1st Star

4K 340 20
                                    

"Ini untukmu."

Anak laki-laki berusia 11 tahun itu mengerjapkan sepasang mata cobalt-nya. Ia menerima kotak hitam yang disodorkan butler.

"Dari siapa?" tanya bocah berambut biru muda lurus sebahu. Menatap penasaran benda di tangannya. Ia putar-putar, mencari nama pengirim.

"Dari Tuan Besar," ungkap pria paruh baya bersetelan jas hitam. Raut wajah berhias keriputnya datar tanpa emosi.

"Tuan Besar?" anak bernama lengkap Khun Aguero Agnis terkejut.

Seingatnya Tuan Besar atau kepala keluarga Khun, tidak pernah memberikan perhatian padanya. Bisa dihitung berapa kali ia berkomunikasi dengannya. Itupun hanya saat perlu saja. Kini mendapatkan sesuatu darinya, jelas punya tujuan tertentu.

Agak ragu, Aguero merobek kertas hitam yang membungkus kotak tersebut. Lalu membuka penutupnya. Memperlihatkan isi berupa sebilah dagger bersarung kulit.

"Selamat. Tuan Besar menunjuk anda sebagai kadidat untuk mendaki menara. Pisau ini adalah bukti kelayakan anda," tutur butler. Menyampaikan amanat majikannya.

Aguero terdiam. Kelopak matanya melebar. Tubuh kecil berbalut hem putih, celana pendek dark gray, dan coat biru menegang.

Setahunya, anak-anak yang lolos seleksi menjadi kadidat adalah mereka sudah memenuhi syarat tertentu. Yaitu kecerdasan, koneksi, pencapaian, dan kemampuan shinsoo. Aguero memiliki keunggulan pada dua syarat, kecuali pencapaian dan shinsoo. Maka bagaimana dia bisa terpilih?

"Atas alasan apa aku terpilih?" tanya Khun cilik.

"Soal itu, silahkan anda tanyakan sendiri. Tuan Besar menunggu di ruang kerjanya," ucap butler menunduk hormat.

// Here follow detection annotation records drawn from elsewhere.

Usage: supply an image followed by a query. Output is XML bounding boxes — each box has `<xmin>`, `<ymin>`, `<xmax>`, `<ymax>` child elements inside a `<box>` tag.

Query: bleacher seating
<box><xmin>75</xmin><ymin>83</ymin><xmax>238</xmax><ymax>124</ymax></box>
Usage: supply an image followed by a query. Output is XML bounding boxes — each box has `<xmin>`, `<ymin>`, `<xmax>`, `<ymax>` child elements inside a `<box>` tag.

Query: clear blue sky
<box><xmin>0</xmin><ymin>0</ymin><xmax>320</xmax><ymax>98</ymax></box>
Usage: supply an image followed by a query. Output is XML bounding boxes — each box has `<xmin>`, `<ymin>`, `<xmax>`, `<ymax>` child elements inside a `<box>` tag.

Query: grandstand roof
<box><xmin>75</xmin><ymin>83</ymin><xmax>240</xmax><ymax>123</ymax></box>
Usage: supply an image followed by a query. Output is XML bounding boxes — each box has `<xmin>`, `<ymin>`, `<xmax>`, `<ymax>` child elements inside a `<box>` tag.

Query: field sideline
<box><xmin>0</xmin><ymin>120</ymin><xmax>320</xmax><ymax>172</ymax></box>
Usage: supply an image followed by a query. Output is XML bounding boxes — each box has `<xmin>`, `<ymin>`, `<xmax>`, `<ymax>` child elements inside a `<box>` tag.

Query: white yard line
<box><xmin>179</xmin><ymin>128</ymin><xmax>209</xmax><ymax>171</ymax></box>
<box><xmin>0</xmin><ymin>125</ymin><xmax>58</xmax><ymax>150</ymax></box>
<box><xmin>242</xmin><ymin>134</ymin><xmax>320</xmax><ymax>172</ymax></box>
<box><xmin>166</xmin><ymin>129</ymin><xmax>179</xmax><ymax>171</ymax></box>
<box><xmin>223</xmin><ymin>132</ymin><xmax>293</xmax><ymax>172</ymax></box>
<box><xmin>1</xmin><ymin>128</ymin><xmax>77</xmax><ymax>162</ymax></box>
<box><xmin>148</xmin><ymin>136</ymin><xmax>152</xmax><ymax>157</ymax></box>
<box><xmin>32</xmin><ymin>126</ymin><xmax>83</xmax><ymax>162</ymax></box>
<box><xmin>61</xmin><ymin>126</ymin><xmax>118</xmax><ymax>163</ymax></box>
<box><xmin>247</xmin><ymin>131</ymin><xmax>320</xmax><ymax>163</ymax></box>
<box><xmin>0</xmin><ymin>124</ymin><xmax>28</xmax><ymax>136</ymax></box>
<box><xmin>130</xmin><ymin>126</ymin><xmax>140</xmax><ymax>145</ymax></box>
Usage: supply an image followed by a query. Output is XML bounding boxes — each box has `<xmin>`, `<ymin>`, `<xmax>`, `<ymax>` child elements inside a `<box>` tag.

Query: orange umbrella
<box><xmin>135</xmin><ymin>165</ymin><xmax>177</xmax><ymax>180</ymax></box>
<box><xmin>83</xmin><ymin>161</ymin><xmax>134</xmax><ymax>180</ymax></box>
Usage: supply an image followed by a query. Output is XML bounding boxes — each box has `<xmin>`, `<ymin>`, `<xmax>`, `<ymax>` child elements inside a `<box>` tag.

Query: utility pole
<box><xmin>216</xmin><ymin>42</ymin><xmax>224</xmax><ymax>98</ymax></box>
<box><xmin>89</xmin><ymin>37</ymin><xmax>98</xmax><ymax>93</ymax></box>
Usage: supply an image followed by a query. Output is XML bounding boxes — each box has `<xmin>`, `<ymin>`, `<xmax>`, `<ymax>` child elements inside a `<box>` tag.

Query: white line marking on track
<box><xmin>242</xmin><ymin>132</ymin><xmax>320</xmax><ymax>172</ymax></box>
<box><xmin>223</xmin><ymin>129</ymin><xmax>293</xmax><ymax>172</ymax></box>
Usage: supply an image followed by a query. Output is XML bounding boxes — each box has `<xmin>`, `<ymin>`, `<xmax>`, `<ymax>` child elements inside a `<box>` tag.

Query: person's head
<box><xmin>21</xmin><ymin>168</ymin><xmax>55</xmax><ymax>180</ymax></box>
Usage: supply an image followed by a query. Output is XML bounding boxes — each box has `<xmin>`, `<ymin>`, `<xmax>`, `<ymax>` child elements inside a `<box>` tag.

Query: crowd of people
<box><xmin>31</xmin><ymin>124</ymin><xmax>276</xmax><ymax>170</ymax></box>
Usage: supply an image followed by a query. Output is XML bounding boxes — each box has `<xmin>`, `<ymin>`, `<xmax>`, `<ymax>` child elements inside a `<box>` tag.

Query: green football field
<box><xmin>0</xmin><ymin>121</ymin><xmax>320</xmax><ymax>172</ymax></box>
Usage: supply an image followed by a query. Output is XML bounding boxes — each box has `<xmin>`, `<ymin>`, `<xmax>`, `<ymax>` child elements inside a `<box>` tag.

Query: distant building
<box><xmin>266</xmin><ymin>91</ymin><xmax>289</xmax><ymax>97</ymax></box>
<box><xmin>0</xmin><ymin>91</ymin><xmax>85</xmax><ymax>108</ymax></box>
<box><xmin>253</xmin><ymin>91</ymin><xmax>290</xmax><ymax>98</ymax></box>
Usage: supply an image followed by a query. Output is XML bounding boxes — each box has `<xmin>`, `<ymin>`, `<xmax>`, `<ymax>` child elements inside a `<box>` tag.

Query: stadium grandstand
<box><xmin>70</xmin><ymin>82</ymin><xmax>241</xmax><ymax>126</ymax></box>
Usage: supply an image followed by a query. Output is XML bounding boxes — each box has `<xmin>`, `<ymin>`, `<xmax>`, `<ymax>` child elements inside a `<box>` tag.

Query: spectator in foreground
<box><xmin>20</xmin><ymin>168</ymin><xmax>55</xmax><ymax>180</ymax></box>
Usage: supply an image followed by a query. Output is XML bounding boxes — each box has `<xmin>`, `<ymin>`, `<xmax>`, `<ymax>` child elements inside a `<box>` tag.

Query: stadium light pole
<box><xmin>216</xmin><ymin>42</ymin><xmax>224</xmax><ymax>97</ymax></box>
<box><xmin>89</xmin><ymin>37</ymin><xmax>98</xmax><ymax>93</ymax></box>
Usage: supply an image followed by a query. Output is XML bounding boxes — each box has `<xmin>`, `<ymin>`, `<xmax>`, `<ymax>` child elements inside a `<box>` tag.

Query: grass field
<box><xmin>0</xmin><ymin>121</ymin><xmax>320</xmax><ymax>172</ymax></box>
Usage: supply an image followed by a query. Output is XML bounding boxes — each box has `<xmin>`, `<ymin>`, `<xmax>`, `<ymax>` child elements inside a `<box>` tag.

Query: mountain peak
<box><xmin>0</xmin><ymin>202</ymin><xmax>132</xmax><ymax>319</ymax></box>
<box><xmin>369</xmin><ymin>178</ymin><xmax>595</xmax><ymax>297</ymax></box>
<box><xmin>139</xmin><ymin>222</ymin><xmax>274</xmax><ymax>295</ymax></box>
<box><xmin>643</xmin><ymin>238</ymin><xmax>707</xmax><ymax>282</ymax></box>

Aguero memandang tajam. Kesal tidak mendapat jawaban dari pria yang sudah melayani keluarga Khun selama puluhan tahun. Tangannya menggenggam dagger. Membuang kotaknya asal ke lantai. Lalu berjalan cepat menuju ke area tengah mansion.

Bangunan yang luar biasa megah ini terbagi menjadi 3 area. Gedung tengah adalah tempat khusus bagi kepala keluarga dan para istrinya. Gedung sayap kanan dihuni anak-anak keturunan langsung. Sementara sayap kiri ditinggali keluarga cabang, disebut bukan keturunan langsung.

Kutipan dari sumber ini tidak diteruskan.